Kil Song has offered to share his tips, techniques, tricks and general how to's on this subject. Since we seem to be getting pushed farther and farther offshore these days, I thought it might help everyone to have a dedicated place to study up on this. After all, if you are going to go on a 250 mile boat ride, you really should know what to use and expect when you get out there.
Enjoy.


----------



## ksong (Jun 30, 2004)

Thanks Mont for setting up a new jigging and poppin forum on 2coolfishing. 
I feel it is overdue as jigging and poppping in Gulf of Mexico is heating up. 

It is my honor to be a moderator of this new forum. 
I predicted a few years ago that Gulf of Mexico would become the mecca of jigging and popping in the US and I think I was right. 

I promise I am going to do my best to make this forum for studying and discussion room for jigging and popping. Jigging and popping is still new in the US. The techniques we use are evolving and the tackles we use are also evolving. 

Let's talk about jigging and popping.


----------



## hog (May 17, 2006)

ALRIGHTTTTTTT!



I like this idea of a jiggin/poppin forum and with Kil to boot!!!!

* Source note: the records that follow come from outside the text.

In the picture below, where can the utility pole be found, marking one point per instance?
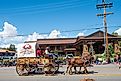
(105, 5)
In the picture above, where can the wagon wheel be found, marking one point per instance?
(49, 69)
(20, 69)
(56, 67)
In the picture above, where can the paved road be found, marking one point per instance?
(108, 72)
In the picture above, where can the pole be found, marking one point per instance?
(104, 6)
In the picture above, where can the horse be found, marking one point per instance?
(83, 61)
(76, 62)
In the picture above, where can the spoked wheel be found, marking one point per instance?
(49, 69)
(20, 69)
(56, 67)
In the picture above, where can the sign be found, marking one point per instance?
(26, 50)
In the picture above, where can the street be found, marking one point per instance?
(109, 72)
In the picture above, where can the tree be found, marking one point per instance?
(115, 33)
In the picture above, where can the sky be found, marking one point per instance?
(27, 20)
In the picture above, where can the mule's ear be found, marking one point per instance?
(83, 79)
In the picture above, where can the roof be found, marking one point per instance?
(96, 36)
(70, 49)
(99, 34)
(57, 41)
(3, 50)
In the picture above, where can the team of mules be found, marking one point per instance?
(82, 61)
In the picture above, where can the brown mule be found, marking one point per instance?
(76, 62)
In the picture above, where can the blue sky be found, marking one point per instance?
(44, 16)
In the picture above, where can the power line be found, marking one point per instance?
(53, 7)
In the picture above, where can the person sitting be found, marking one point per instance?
(47, 53)
(38, 53)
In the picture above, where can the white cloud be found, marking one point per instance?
(8, 30)
(80, 34)
(118, 31)
(9, 36)
(54, 34)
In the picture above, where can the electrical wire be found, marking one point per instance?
(46, 8)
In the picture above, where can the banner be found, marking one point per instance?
(26, 50)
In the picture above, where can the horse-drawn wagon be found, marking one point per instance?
(28, 62)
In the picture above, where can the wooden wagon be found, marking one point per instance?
(27, 61)
(33, 64)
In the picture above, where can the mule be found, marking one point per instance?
(76, 62)
(83, 61)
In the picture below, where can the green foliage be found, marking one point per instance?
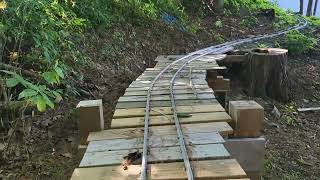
(253, 6)
(142, 12)
(298, 43)
(218, 24)
(36, 94)
(261, 45)
(249, 21)
(313, 21)
(45, 36)
(219, 38)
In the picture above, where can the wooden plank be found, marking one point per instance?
(167, 120)
(167, 91)
(137, 112)
(309, 109)
(166, 97)
(222, 127)
(154, 142)
(156, 155)
(208, 169)
(127, 105)
(167, 83)
(165, 88)
(167, 57)
(174, 68)
(169, 76)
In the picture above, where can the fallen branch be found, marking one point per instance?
(309, 109)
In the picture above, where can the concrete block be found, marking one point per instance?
(247, 118)
(91, 118)
(249, 152)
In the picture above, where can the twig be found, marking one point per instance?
(309, 109)
(162, 114)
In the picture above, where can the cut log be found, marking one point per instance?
(268, 73)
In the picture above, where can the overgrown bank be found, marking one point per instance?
(93, 50)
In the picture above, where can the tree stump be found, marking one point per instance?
(267, 76)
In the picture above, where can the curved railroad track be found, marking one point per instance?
(217, 49)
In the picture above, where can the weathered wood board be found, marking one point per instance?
(207, 169)
(156, 155)
(167, 120)
(128, 105)
(139, 112)
(154, 142)
(222, 127)
(203, 120)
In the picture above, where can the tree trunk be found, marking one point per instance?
(309, 10)
(268, 73)
(301, 7)
(315, 8)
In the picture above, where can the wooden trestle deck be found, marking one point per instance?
(204, 124)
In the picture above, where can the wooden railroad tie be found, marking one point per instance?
(115, 153)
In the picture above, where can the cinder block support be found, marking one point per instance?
(90, 118)
(250, 153)
(247, 118)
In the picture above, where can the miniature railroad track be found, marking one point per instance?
(144, 119)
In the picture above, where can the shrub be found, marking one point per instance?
(298, 43)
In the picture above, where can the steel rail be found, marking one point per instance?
(202, 52)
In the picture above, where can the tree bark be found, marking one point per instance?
(268, 73)
(301, 7)
(309, 10)
(315, 8)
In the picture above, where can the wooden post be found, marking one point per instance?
(247, 118)
(91, 118)
(249, 152)
(267, 76)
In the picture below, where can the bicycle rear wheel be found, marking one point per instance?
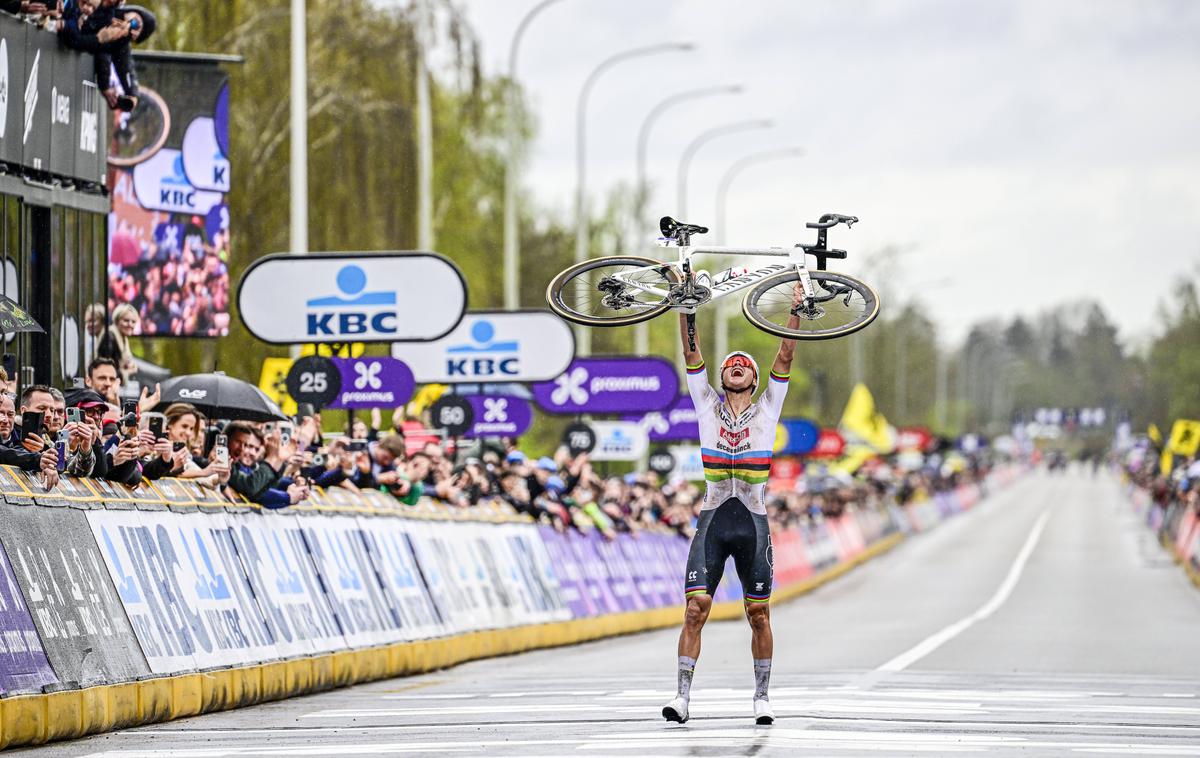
(843, 306)
(588, 294)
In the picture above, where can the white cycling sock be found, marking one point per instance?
(761, 678)
(687, 668)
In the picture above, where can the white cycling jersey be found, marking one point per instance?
(736, 450)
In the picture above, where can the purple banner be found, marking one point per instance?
(676, 423)
(23, 665)
(610, 385)
(373, 381)
(499, 415)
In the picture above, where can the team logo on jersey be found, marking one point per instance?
(735, 438)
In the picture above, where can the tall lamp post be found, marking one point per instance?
(723, 193)
(583, 341)
(511, 244)
(700, 142)
(642, 330)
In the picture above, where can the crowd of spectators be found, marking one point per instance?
(277, 464)
(107, 29)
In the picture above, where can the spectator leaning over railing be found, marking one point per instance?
(41, 457)
(85, 452)
(253, 477)
(105, 378)
(173, 452)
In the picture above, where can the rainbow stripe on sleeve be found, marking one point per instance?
(751, 467)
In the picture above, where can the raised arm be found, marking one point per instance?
(783, 366)
(691, 359)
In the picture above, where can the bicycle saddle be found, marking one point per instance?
(672, 228)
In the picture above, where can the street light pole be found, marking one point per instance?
(642, 330)
(583, 340)
(696, 144)
(723, 193)
(511, 244)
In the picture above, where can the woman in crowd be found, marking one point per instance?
(115, 342)
(173, 453)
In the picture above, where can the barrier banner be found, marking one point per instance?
(571, 582)
(177, 596)
(351, 581)
(23, 665)
(285, 583)
(79, 620)
(393, 554)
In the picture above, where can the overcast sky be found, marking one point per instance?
(1025, 151)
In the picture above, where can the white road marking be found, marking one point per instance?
(943, 636)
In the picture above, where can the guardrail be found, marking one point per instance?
(121, 606)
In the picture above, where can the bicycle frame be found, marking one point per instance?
(795, 257)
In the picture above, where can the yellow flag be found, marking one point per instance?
(856, 456)
(862, 420)
(274, 380)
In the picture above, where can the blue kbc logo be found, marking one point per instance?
(355, 313)
(485, 358)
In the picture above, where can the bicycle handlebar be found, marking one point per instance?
(832, 220)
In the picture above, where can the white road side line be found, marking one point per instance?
(940, 638)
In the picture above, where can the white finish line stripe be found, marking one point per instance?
(943, 636)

There aint a more knowledgable jiggin moderatin teacher in the good ole USA ANY WHERE if you ask me (_of course no one asked _)



You da Man Mont!!



Thank you Sir!!

Im gonna call Santa personally and tell him you've been a good'n this year
​
Hog


----------



## chf1949 (Dec 10, 2009)

Kil's Koooool! (And knows his stuff!)


----------



## Reel Time (Oct 6, 2009)

Kil Song, congratulations on being the moderator of the new forum.
Good luck and enjoy the 2Coolers.
RT


----------



## ksong (Jun 30, 2004)

Thanks guys for your kind words.
We are going to have fun together to talk about jigging and popping in Gulf of Mexico. Everyday is a new learning experience.


----------